015: Séptima fisura

Entre los estratos sedimentados del escritorio de la directora también había fotografías. Muchas de ellas eran del faro, tomadas desde diferentes ángulos, además de algunas de diferentes expediciones; pero también encontró reproducciones de antiguos daguerrotipos de poco después de su construcción, y grabados y mapas. Había algunas de la anomalía topográfica, aunque muchas menos. Entre todas ellas halló una segunda copia de una de las que colgaban en la pared frente a su escritorio y que era, casi con total seguridad, la foto que había visto la bióloga. La foto en blanco y negro del último farero, Saul Evans, con uno de sus asistentes a la izquierda; a la derecha, encorvada y trepando por las rocas, una niña cuyo rostro quedaba parcialmente oculto por la capucha de la chaqueta. ¿Tenía el pelo negro, castaño o rubio? Imposible distinguirlo a partir de los cuatro mechones que quedaban a la vista. Llevaba una práctica camisa de franela y pantalones vaqueros. La imagen tenía cierto aspecto invernal; la hierba que se adivinaba en un segundo plano, escasa y amarillenta. Más allá de las rocas y la arena, la forma en que rompían las olas aumentaba la sensación de frío. ¿Era una joven del lugar? Como ocurría con tantos otros, era muy posible que jamás llegasen a averiguar su identidad. Antes del Acontecimiento, la costa olvidada no fue nunca el mejor sitio para vivir si uno quería que pudieran localizarlo con los datos del censo.

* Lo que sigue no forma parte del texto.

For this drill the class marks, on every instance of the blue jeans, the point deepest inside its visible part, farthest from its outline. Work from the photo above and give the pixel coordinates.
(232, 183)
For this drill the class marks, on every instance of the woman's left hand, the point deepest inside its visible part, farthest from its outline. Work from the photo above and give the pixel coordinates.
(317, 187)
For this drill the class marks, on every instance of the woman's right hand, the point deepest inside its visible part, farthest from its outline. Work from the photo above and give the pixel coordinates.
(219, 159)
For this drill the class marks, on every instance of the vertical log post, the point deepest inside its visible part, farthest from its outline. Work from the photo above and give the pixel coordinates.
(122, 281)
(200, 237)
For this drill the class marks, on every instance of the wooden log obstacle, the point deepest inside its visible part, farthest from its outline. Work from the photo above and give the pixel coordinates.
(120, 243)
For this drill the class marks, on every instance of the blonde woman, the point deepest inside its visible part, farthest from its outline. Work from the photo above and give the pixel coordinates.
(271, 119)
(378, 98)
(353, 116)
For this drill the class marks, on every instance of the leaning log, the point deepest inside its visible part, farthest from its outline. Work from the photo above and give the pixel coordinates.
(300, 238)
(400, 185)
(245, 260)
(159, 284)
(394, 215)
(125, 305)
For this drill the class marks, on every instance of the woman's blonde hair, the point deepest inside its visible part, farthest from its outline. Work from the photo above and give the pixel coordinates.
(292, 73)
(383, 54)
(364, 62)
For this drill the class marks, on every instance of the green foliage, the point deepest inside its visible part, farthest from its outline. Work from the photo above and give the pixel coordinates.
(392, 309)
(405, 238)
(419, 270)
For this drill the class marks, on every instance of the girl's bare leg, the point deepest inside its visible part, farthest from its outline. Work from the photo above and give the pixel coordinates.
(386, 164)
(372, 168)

El farero aparentaba tener alrededor de cincuenta o cincuenta y pocos años; pero Control sabía que solo se podía ejercer hasta los cincuenta, así que debía de ser más joven. Tez curtida y barba, como era de esperar. Gorro de capitán, aunque nunca había sido marinero. Control no intuía demasiado mirando la foto de Saul Evans. Parecía un tópico andante y parlante, como si hubiese pasado años empeñado en imitar, primero, a un excéntrico predicador sin ordenar cuyos sermones hablan del fuego infernal y, más tarde, a la idea que todos tenemos de un farero. De ese modo, uno podía hacerse invisible, tal como Control sabía gracias a las veces que había estado infiltrado. Si te conviertes en un estereotipo, nadie te ve realmente. Idea paranoide: ¿había mejor manera de ocultarse que esa? Pero ¿para qué ocultarse?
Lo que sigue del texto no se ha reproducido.